Dans Edmond, un portrait de Baudoin , Laetitia Carton filme, admire serait un verbe plus exacte, Baudoin, figure de la bande dessinée d’auteur aujourd’hui âgé de 73 ans, alors qu’il passe l’été à Villars-sur-Var, le village de l’arrière pays niçois dont il est originaire.

« Pour que ça tienne, il faut que ce soit beau » , dit Edmond Baudoin

Dans ce film, on l’observe en train de dessiner (ce qui est toujours fascinant), de peindre plus précisément puisque ce qui caractérise son style, c’est un tracé au pinceau et à l’encre de Chine. On l’écoute penser tout haut… La réalisatrice le fait rejouer, en vrai, certain de ses dessins, le filme en train de se baigner nu dans un torrent, en train de danser, marcher dans la montagne.

C’est un portrait, quasi amoureux, celui d’un dessinateur reconnu mais discret, d’un créateur à la pensée originale, non conformiste, et surtout d’un homme qui aime la nature par dessus tout. Au fond, comme Marcel Conche, 93 ans,filmé par Christian Girier dans Marcel Conche, la nature d’un philosophe.

« L’essence de la nature, c’est la créativité.

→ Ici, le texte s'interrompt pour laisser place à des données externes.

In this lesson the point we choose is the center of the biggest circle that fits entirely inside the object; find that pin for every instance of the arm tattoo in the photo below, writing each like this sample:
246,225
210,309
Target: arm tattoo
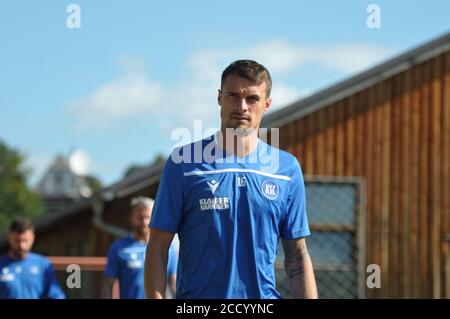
293,250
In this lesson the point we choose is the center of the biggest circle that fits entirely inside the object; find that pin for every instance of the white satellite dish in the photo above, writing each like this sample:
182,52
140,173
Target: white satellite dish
79,162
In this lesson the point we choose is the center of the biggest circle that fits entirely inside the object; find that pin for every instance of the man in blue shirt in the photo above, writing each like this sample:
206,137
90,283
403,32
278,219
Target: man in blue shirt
126,256
23,274
230,197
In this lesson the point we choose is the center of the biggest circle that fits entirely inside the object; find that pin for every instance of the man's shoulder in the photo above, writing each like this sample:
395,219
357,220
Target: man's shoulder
279,158
34,257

Essentiellement, la nature est artiste », dit Marcel Conche.

Affiche du film "Marcel Conche, la nature d'un philosophe"
Affiche du film "Marcel Conche, la nature d'un philosophe" Crédits : Christian Rigier

C’est bien cet amour de la nature qui relie ces deux hommes solitaires. Un amour de la nature que l’un exprime avec des pinceaux et l’autre avec des idées. Et ce sont finalement des mêmes imperfections, des mêmes manques dont souffrent ces deux portraits laudateurs, mais qui ne sont pas tout à fait du cinéma.

Et malgré cela, ils valent chacun d’être vus sur grand écran. Rien que pour voir Baudoin peindre et se mouvoir dans l’espace, et aussi l’entendre dire : « On croit que les artistes créent avec leurs capacités, ce qu’ils savent. Alors que les plus belles choses qu’ils créent ne sont pas le fruit de leurs forces, mais de leurs faiblesses ».

De la même manière, dans Marcel Conche, la nature d’un philosophe, on découvre (ou redécouvre) la pensée de ce philosophe, on se laisse happer par sa présence tranquille, on l’observe manger, marcher, arroser ses figuiers. Certes, on peut s’agacer un peu de le voir apparaître en caricature de vieux sage, comme si la philosophie, et notamment celle de la nature, était forcément « sagesse », acceptation de « l’ordre des choses » comme on dit… Et, à l’idée de Marcel Conche selon laquelle « l’essence de la nature, c’est la créativité. Qu’essentiellement la nature est artiste », certains auront peut-être envie d’opposer celle d’Oscar Wilde pour qui, à l’inverse, c’est la Nature qui imite l’art.

Mais justement, c’est parce qu’ils font réagir, parce qu’ils mettent en avant des personnalités originales, peu médiatiques, parce qu’ils sont beaux à regarder (pourquoi renier ce plaisir-là ?), qu’il faut voir ces deux documentaires sur grand écran, puisque les chaînes de télévision sont de plus en plus conformistes, frileuses, et ne les diffusent pas.